— Важно, дед. Никто не может помнить всего. Так что не волнуйся. Никто тебе и слова не скажет. Для меня это было очевидно, так как я с ней каждый день, а ты целитель, но прежде всего, человек. — Я пожал плечами и улыбнулся.
— Знаешь, спасибо, Габриэль. Хотя я и не ожидал услышать нечто такое от мальчика двенадцати лет.
— Скоро будет тринадцать. Я же мартовский, так что еще немного, еще чуть-чуть.
— А число?
— Двенадцатое.
— Ясно. Ты чего пришел-то?
— Хотел узнать диагноз и ограничения, если они есть. И мне очень любопытно, что это была за дрянь у меня на разуме.
— Ограничений нету, все повреждения я убрал, единственный момент, я не мог вычистить твою кровь от остатков яда василиска и никто бы не смог, так что пришлось провести старый ритуальчик и теперь твоя кровь имеет некоторые свойства его яда.
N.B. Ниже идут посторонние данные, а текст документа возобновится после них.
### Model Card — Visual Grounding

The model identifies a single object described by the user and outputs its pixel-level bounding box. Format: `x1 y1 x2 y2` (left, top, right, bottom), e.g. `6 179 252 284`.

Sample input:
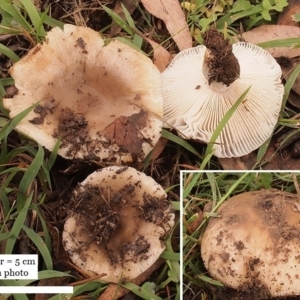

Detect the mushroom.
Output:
162 29 284 157
4 25 163 164
201 189 300 299
63 166 175 283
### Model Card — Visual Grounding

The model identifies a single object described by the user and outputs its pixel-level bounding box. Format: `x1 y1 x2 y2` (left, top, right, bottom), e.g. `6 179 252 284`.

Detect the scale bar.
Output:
0 286 73 294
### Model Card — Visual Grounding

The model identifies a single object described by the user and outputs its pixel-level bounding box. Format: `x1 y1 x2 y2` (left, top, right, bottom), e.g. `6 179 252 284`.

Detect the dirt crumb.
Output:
103 111 148 156
52 108 89 156
202 28 240 86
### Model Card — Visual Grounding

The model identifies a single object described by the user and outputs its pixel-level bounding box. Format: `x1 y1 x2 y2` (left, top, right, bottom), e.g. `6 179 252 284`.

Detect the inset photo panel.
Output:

К счастью, я сумел ограничить влияние только на кровососов и если твоя кровь попадет на человека, то не станет проедать его насквозь, не волнуйся. Так что будь осторожен теперь. А в остальном, ты вполне здоров. Теперь по этой паутинке. Это сочетание почти десятка зелий и ментального воздействия. Выполнено ювелирно, но к счастью ты сумел отчасти сдернуть паутинку с места, и именно поэтому был не совсем адекватен и избил Помфри. А здесь, мы быстро ее обнаружили и почистив кровь от зелий и воспользовавшись твоим истощением, с легкостью ее убрали.
— Спасибо, дед. — Я так расчувствовался, что даже обнял его со всей дури, что была в моем все еще истощенном организме. Сметвик крякнул, но по спине похлопал несколько смущенно. — Ты не представляешь, как я рад, что все-таки дохромал до тебя.
— Ну будет тебе. Возьми там, в своей комнатке одежку, мы от больницы тебе подкинули.
— А где то, в чем я пришел?
— А ты пришел голый. Не помнишь что ли?
— Неа.
— Ну да. Мартина даже вспомнила, как ты ляпнул, что член не растет и проверила, пока ты был без сознания. Потом красная ходила весь день, шептала, что ты врун. Ха-ха-ха!
— Бабы жгут, блин, — смутился я немного.
— Ну, бывает, но без них было бы куда хуже.
— Тут не поспоришь. — Умудренным тоном поддержал я Сметвика, и через секунду мы смеялись уже вдвоем. А к вечеру пришла в себя Панси. Нас к ней не пустили и мы с Дафной засели в моей палате.
— Когда я прибежала, — рассказала она, — все уже закончилось. Коридор пуст, за углом Панси лежит, только голова торчит из-за поворота и дышит едва-едва. Я к ней, а она меня отталкивает, но сказать внятно ничего не может. Выглянула, а там ты, весь в огне, он вырывается из тебя и плещет вокруг, даже камень стены кое-где потек. В стене торчит огромный зуб и дальше по коридору я нашла вот это. — Она показала обгорелую лямку моего рюкзака. Блин.